The present study addresses the lack of research about (1) the association between lead, mercury, organic solvents and MS, and (2) the joint association that MS susceptibility genes and heavy metals/organic solvents have on MS prevalence. Results from this study are a critical starting point for exploring the validity of the immunological hypothesis of MS pathogenesis for metal/solvent exposure.

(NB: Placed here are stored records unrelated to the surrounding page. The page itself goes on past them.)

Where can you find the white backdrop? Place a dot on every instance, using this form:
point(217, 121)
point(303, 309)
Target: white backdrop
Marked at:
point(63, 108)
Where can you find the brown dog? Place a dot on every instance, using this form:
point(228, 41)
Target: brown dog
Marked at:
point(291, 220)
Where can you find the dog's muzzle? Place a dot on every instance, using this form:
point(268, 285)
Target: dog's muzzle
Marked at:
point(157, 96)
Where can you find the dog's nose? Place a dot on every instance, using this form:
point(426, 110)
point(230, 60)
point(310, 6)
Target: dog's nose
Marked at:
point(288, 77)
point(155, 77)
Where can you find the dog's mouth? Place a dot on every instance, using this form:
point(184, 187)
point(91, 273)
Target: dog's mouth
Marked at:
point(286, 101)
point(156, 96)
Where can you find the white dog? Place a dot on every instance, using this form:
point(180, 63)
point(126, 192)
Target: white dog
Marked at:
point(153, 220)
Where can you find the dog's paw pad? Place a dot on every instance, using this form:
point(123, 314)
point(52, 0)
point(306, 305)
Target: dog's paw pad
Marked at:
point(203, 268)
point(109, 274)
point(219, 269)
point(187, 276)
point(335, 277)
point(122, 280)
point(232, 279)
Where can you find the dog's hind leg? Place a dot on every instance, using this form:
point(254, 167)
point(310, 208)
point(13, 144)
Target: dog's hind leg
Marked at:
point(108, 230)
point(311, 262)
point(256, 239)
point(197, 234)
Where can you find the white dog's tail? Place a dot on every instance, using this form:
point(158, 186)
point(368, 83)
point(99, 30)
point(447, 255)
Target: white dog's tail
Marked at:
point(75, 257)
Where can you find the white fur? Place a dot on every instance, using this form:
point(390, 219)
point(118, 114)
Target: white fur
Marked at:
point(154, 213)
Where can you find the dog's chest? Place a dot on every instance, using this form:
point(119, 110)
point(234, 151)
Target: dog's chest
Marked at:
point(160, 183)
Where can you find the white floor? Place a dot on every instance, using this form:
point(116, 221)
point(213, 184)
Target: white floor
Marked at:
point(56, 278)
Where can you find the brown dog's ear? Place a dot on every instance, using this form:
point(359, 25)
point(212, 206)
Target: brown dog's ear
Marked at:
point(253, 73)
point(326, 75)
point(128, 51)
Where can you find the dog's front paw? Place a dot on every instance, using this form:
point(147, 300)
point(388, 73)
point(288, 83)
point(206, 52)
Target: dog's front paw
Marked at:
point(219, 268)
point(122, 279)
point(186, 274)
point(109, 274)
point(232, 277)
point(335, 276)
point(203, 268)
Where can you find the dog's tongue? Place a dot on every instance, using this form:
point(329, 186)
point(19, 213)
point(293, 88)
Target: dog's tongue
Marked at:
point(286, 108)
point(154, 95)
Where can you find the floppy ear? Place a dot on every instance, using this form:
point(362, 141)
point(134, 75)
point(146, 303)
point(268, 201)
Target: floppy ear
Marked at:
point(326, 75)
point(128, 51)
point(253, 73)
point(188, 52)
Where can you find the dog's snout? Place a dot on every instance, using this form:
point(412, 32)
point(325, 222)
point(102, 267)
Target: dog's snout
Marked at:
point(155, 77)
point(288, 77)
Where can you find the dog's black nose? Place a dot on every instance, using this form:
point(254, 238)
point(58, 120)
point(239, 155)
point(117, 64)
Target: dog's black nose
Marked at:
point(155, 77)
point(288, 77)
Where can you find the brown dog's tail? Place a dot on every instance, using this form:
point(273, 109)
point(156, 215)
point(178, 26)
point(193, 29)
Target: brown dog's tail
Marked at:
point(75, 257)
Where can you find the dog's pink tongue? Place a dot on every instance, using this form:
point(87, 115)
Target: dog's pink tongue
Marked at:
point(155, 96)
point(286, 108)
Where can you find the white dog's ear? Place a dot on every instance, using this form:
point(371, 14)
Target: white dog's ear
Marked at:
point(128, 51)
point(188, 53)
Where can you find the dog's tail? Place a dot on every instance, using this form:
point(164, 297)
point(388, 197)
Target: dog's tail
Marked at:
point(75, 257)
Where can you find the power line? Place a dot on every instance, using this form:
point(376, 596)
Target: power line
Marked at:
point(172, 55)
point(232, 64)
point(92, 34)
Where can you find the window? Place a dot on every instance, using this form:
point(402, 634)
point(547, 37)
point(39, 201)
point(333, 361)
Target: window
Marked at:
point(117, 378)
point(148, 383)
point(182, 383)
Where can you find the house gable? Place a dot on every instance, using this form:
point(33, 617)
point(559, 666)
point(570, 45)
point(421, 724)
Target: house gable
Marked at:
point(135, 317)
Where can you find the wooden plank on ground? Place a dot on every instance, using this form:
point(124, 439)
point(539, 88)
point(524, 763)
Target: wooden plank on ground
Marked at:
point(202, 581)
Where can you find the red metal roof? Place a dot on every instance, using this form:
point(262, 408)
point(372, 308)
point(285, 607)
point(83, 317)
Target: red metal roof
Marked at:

However, additional studies with a larger sample size and objective exposure measurement are needed to confirm our findings. Assuming our results are replicated in prospective studies that are not subject to the possible biases of retrospective studies such as recall bias, understanding how immunomodulatory genes and heavy metals/organic solvents interact to affect risk of MS may be important for dissecting disease mechanisms in the future and informing prevention and treatment strategies for this debilitating disease.